La traduction est signée Mathieu Auverdin. Auverdin, des studios MAKMA, produit ici un travail de qualité et un texte soigné. La reliure est solide, et la maquette est impec : table des matières, couvertures originales insérées entre les chapitres, etc.
"Les Sept Lames de Maître Darque", malgré quelques questions qui resteront sans réponse, est le clou de la série "Ninjak", qui finit ainsi en beauté. Et pour une fois ces épisodes captivants sont soutenus par une partie graphique plus régulière et réussie.
Mon verdict : ★★★★☆
Barbuz
J'avais bien aimé la première partie, même si le coup de se projeter dans le futur ressemblait au même dispositif utilisé à plusieurs reprises par Jeff Lemire dans la série Bloodshot Reborn, au même moment. Comme toi, j'avais bien aimé le travail de Khari Evans très investi dans ces épisodes.
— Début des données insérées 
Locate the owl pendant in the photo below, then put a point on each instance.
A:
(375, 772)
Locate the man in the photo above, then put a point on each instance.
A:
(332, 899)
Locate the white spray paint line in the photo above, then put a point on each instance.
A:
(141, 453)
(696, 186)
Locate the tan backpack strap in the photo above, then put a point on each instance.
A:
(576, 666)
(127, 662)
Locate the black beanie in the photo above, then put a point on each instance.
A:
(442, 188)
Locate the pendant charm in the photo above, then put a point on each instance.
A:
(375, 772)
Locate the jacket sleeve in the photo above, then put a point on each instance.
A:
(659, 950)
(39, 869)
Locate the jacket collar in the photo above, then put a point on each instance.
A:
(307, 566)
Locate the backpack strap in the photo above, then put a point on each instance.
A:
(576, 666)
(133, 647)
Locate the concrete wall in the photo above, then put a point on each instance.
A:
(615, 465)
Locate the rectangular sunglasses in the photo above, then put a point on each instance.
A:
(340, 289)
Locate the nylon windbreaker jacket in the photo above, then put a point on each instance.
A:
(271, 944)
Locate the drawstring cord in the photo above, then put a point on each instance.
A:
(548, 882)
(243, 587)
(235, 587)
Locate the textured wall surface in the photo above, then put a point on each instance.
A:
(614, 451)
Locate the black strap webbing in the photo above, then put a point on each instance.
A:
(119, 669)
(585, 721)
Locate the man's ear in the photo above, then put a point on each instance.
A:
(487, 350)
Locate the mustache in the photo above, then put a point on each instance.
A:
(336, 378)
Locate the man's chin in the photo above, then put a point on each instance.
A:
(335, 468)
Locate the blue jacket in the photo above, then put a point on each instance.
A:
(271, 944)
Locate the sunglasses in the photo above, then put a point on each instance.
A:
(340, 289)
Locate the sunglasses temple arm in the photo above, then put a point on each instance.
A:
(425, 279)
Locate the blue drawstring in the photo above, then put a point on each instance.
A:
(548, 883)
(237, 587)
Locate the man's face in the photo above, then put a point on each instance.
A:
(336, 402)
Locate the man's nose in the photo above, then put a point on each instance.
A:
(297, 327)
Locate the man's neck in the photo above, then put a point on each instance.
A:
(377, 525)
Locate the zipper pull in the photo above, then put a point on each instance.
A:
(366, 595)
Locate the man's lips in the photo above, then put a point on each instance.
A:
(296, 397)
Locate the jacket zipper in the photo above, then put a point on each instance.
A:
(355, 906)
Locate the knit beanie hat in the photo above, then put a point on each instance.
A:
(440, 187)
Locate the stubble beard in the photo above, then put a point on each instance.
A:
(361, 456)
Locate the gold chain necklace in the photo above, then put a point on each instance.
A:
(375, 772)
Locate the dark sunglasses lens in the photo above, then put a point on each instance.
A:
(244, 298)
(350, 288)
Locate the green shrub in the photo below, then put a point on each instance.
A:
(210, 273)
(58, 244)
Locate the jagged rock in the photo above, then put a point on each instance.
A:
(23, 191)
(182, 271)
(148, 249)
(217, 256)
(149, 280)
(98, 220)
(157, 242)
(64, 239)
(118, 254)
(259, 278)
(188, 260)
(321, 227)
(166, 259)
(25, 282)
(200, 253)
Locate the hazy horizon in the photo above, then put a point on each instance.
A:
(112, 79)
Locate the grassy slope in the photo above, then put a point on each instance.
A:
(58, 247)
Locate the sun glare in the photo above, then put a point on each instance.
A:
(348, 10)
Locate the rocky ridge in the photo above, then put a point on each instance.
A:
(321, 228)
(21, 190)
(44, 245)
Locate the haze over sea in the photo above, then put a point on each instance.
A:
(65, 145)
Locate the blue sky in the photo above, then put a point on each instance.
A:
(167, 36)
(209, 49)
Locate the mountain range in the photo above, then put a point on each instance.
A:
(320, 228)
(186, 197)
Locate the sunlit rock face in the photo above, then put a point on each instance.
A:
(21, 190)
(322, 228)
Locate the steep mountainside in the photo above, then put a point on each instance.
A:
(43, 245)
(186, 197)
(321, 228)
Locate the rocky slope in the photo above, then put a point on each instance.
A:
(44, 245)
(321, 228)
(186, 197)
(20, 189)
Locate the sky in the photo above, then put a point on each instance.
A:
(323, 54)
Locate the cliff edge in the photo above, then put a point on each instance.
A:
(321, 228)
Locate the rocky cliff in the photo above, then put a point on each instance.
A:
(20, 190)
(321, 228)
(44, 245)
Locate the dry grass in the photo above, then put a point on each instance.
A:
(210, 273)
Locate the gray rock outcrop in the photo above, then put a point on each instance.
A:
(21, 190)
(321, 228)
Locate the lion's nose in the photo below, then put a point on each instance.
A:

RépondreSupprimerJ'étais beaucoup moins enthousiaste pour la deuxième partie car finalement Ninjak ne fait pas preuve de sa capacité d'anticipation, et il ne fait pas usage de ses armes inventives. Matt Kindt se contente de délivrer un récit au premier degré, une aventure menée à tambour battant, sans beaucoup de finesse. À mes yeux, il s'agit plus d'une pige que d'une création artistique, et il manque un peu d'âme à ce récit très efficace ; mais c'est vrai que j'en attends beaucoup de Matt Kindt, créateur extraordinaire pour ses propres séries telles que Mind MGMT.
J'ai apprécié cette seconde partie pour son prologue et sa fin, puisque les Sept Ombres disparaissent dans la nature. Cela laisse la porte ouverte, bien sûr.
SupprimerSais-tu ce qu'il va advenir de ce titre ?
La série est repartie au numéro 1, avec Christos Gage au scénario. Le tome s'intitule Ninja-K Volume 1: The Ninja Files.
SupprimerJ'avais oublié : Matt Kindt a écrit une histoire supplémentaire de Ninjak : Rapture, dessiné et encré par CAFU (Carlos Alberto Fernandez Urbano), et mis en couleurs par Andrew Dallhouse. Elle se déroule dans Deadside.